Unpublished (?) letter to Simon Polley (9 May 1992)


LETTER TO NEW STATESMAN AND SOCIETY

The Editor
NSS
Perseverance Works
Kingsland Road
London E2 8DQ

28 January 1993

Dear Steve Platt

Personally I do not care whether John Major is bonking the entire civil service catering staff -- provided, perhaps, he refrains from doing it in the custard and thereby endangering the health of the workers who have to eat the stuff. Here in Bethnal Green, we are more concerned that, living less than a mile from your offices we are unable locally to obtain NSS until Friday morning. We know our place.

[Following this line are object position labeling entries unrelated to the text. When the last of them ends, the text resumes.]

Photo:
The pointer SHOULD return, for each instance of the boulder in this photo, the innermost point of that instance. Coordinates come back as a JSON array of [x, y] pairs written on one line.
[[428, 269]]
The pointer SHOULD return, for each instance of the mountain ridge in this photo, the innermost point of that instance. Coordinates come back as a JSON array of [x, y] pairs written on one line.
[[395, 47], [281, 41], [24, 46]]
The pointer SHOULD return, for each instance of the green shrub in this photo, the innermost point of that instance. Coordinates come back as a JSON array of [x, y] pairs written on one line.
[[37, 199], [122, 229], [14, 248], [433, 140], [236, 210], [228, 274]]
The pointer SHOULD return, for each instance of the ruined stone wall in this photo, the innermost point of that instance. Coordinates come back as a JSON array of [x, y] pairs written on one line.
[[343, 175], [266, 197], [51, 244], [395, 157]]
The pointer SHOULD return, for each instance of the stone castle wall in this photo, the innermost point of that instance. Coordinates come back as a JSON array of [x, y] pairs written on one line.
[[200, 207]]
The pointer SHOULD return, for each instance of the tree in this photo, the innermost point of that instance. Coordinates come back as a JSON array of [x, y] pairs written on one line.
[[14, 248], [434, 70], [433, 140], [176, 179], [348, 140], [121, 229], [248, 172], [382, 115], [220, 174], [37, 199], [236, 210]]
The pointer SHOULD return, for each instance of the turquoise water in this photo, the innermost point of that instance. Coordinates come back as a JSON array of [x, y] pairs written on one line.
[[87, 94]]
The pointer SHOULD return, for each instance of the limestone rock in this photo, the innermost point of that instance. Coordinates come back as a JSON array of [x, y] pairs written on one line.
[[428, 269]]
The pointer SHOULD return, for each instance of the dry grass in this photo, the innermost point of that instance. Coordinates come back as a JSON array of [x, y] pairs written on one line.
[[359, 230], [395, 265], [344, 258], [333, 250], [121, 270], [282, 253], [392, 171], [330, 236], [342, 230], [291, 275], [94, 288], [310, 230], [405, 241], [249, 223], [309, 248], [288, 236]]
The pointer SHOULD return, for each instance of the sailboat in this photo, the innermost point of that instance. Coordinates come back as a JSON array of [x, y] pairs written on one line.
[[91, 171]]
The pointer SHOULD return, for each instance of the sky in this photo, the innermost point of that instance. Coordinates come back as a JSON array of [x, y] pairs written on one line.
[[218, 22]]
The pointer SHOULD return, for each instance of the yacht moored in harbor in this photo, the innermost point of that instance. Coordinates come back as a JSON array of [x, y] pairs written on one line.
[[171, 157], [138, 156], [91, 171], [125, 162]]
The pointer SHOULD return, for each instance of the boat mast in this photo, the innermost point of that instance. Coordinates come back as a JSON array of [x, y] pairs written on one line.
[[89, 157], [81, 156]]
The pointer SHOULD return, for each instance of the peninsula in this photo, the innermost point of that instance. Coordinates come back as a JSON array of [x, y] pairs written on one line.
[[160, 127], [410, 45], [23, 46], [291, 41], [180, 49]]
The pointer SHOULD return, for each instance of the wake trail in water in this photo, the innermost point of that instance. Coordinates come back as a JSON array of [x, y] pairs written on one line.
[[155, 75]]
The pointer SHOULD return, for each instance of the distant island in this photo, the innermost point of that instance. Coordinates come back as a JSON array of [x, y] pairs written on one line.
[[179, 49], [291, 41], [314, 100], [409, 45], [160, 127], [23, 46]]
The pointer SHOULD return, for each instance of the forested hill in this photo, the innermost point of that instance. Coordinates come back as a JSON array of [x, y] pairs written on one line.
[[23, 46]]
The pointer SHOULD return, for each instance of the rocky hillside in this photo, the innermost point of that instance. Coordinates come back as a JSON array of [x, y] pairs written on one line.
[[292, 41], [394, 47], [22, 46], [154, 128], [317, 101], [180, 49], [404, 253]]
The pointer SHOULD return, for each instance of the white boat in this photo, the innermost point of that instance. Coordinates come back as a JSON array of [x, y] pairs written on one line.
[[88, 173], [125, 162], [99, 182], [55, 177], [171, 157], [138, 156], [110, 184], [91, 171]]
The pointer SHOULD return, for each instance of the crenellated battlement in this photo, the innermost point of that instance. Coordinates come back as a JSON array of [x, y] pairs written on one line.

We have grown accustomed to waiting patiently while the Clintonising yuppies of Camden and Islington have all of Thursday to steal a march on us; what has really rankled is learning in the Catergate context that hacks accompanying Major in Oman were faxed copies of the article on Wednesday night.

So, the People of the Abyss have to wait until Friday; trans-Bishopsgate trendies until Thursday; while Fleet-Street-in-Exile rejoices in its NSS on Wednesday. Elitist or what?

I was brought up to read the New Statesman on Thursday morning, as the Goddess intended. Kindly kick ass among your distributors and restore the cosmic balance.